Cited by 5 opinions  |  Published

Opinion by

Henderson, J.,

This action was brought by the plaintiffs to recover damages for the loss of their son aged about five years who was run over and killed by a motor truck of the defendant. The accident occurred on Orleans Street-between Eleventh Street and Germantown Avenue in the City of Philadelphia. The street is narrow and extends through one block; it has no street car line; the buildings on each side are occupied as residences. The accident' occurred, between eleven and twelve o’clock in the forenoon, at which time a number of small children were playing in the street and on the sidewalk. Mrs. Hook was sitting with her little boy on the doorstep where she left him to get a drink of water for him. When she returned the accident had occurred. There was evidence that the car was moving at a speed of 18 or 20 miles an hour; that the driver had an unobstructed view of the street from the time he turned into Orleans Street from Eleventh Street and that he did not give warning of his approach. No evidence was offered for the defense — the contention being that the plaintiffs’ evidence was not sufficient to make out a case. The court refused to give binding instructions or to enter judgment non obstante veredicto, and this action is sufficiently supported by authority. A discussion of the law applicable to such occurrences and particularly of the duty of the driver of a vehicle to observe due care where small children are congregated on the street or sidewalk may be found in Mulheren v. Phila. Homemade Bread Co., 257 Pa. 22; Kuehne v. Brown, 257 Pa. 37; Bloom v. Whelan, 56 Pa. Superior Ct. 277; Ditchfield v. Tharp, 75 Pa. Superior Ct. 563. The well-known tendency of young children to run heedlessly into the street calls for extra caution.

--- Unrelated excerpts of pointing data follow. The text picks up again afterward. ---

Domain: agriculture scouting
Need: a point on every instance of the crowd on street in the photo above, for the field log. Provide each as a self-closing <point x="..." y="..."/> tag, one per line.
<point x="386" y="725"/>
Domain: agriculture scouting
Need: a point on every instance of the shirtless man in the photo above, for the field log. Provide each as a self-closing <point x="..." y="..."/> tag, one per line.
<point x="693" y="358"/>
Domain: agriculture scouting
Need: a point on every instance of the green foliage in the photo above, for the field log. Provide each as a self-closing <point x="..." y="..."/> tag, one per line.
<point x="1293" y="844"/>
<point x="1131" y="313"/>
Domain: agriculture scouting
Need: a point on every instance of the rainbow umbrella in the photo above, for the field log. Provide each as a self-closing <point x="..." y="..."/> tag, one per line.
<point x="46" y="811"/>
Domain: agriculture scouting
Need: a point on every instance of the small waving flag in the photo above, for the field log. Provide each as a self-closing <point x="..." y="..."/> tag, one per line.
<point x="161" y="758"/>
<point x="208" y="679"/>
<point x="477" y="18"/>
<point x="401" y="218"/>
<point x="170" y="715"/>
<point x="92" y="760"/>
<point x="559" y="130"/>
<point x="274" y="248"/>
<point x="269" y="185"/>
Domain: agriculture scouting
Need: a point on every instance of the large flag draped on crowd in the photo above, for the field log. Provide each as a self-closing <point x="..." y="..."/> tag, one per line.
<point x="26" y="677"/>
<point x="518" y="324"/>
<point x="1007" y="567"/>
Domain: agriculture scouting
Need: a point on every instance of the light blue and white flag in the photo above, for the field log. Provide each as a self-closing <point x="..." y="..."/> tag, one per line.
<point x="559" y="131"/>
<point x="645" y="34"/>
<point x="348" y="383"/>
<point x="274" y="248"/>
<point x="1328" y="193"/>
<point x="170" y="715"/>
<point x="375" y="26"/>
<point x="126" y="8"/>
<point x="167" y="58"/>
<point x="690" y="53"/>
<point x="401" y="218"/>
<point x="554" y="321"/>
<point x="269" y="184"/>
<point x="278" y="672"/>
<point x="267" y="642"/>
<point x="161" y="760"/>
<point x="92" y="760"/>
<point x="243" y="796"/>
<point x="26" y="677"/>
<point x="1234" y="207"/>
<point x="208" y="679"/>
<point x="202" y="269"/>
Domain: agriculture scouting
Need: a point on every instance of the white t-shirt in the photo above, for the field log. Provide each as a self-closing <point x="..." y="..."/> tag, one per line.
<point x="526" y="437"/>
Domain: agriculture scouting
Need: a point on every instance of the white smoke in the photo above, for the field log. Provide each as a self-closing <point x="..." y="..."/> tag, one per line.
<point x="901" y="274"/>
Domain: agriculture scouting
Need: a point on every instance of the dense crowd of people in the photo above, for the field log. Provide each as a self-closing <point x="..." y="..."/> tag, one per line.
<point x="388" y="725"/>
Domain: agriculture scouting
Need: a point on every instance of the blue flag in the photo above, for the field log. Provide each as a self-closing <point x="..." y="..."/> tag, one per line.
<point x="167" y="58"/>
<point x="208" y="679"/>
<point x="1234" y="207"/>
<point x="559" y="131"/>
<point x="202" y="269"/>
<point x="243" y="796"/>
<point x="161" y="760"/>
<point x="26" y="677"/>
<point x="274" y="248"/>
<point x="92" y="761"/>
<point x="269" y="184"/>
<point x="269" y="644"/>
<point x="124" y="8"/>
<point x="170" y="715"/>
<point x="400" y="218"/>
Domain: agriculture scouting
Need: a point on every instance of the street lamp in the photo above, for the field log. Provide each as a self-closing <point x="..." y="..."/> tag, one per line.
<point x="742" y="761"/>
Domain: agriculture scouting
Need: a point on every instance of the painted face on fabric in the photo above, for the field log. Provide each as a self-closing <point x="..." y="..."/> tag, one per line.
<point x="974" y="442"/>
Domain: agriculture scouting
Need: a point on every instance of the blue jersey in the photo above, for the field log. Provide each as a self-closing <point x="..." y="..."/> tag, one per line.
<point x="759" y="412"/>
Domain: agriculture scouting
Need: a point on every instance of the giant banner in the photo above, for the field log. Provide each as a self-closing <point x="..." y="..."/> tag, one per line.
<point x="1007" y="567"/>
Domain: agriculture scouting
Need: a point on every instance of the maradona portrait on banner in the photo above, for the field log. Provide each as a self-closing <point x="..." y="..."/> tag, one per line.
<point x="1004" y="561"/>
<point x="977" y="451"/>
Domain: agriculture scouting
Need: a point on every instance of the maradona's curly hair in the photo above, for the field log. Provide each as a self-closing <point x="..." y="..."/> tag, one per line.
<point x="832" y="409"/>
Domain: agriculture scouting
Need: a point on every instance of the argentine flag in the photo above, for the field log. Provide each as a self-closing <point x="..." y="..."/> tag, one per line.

The evidence shows that there was no other vehicle on this street at the time [*123] of the accident and the driver’s view was clear. If he was operating the car at a speed of 18 or 20 miles in close proximity to the group of young children referred to by the witnesses, the jury could have found there was a lack of such care as the circumstances demanded. A review of the evidence convinces us that the case was properly submitted to the jury and that the instruction in the charge was as favorable as the defendant could have asked. More than this it is not entitled to.

The objection that there was no evidence of the probable cost of boarding and clothing the son during his minority nor evidence of the condition in life of the parents and therefore no evidence to support a claim for damages does not sustain the request for binding instructions. The verdict was for $>450. It was assumed, as shown by the charge of the court, that the child was about five years of age — the father and mother were witnesses. A' photograph exhibited their home and the homes of those living in the neighborhood from which some evidence of their condition in life might! be drawn by the jury. It was said in Hoon v. Traction Co., 204 Pa. 369, that a verdict in such cases is always more or less conjectural, but the common experiences of life furnish some basis for a reasonable estimate. The, probable duration of the life of the son was as evident to the jurors as it would have been if some witness had testified on the subject, and when consideration is given to the small amount of the verdict, it cannot be said the jury was over liberal. The subject was considered in Cosgrove v. Hay, 54 Pa. Superior Ct. 175; McCleary v. Pittsburgh Ry., 47 Pa. Superior Ct. 366; and Firestine v. Reading Ry., 56 Pa. Superior Ct. 42, and the charge of the court was not inconsistent with these cases. If the verdict had been large, there might have been some basis for the complaint that the evidence was not sufficient to justify it, but such is not the case here, for a jury could hardly give less if anything were awarded.

The assignments are overruled and the judgment affirmed.